A rassicurarlo in questa scelta ci ha pensato la convinzione che i videogiochi abbiano una caratteristica che non si trova in nessun altro medium: richiedono dedizione. Ci vogliono concentrazione, energia e tempo, per poter padroneggiare un gioco. E il modo in cui spendiamo il nostro tempo ha un valore significativo. Trascorrere trenta ore dedicandosi al loop di un gioco è un qualcosa che non si trova in altre forme d'intrattenimento ed è per questo che i videogiochi hanno un grande futuro davanti. Il tipo di interazione e di dedizione è unico, i videogiocatori amano i loro giochi. Inoltre, si tratta di un settore molto influenzato dalla tecnologia e questo lo rende unico, per la maniera in cui la tecnologia si evolve e influenza ciò che fai.

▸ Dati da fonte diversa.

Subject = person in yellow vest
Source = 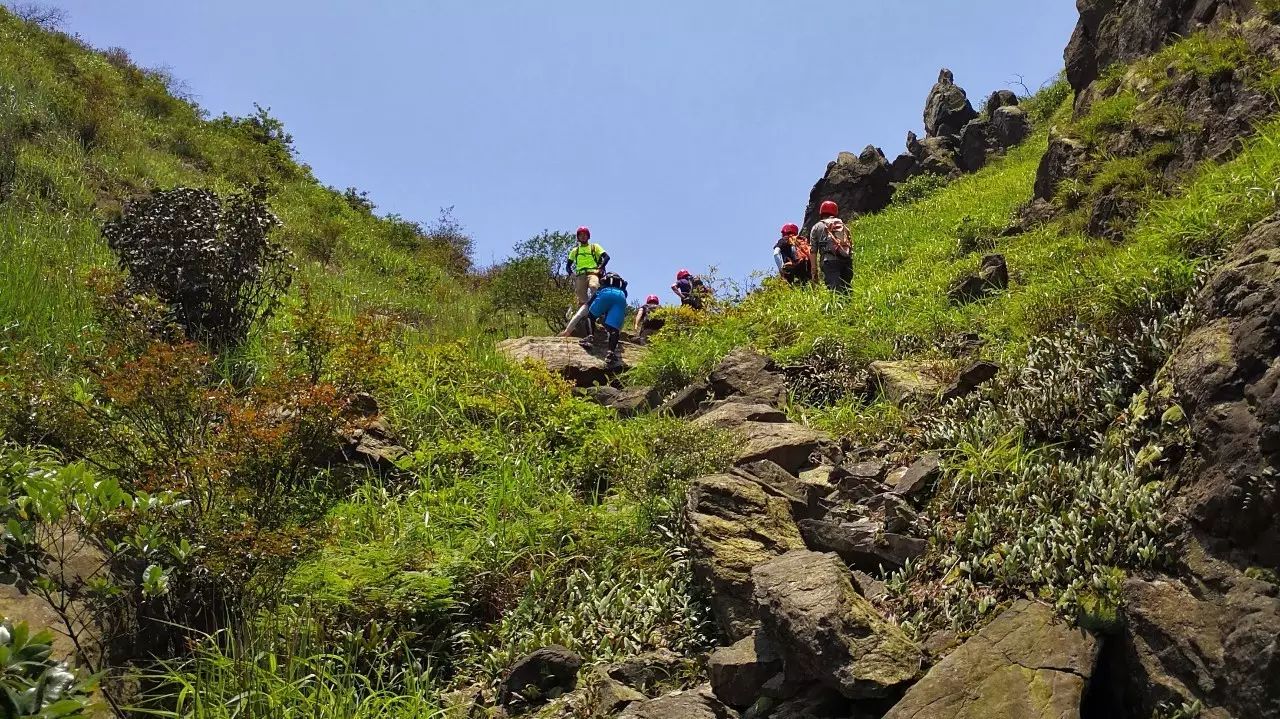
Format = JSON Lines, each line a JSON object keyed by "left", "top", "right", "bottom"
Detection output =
{"left": 560, "top": 226, "right": 610, "bottom": 339}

In tutto questo, la scena indie affascina i due, anche se la osservano da lontano. Ueda gioca a tanti titoli indie ed è intrigato dalla creatività degli sviluppatori indipendenti, ma ci tiene a sottolineare quanto sia importante trattare l'aspetto più "lavorativo" con grande serietà. Serve una strategia, serve la capacità di farsi notare e di vendersi, altrimenti puoi anche creare un capolavoro, ma a che ti serve, se non ci gioca nessuno? Miyazaki è più restio a commentare, perché non ha mai lavorato in ambito indie e non vuole quindi mettere becco in ambiti che non conosce. Anche lui, però, si preoccupa per le problematiche legate alla gestione dei budget, all'organizzazione, a tutto ciò che, magari, un contesto da publisher tripla A ti garantisce. Ma dalla scena indie, dice, arrivano tantissime idee clamorose, giochi splendidi e trovate che vanno poi ad influenzare il settore nel complesso. Ed è meraviglioso.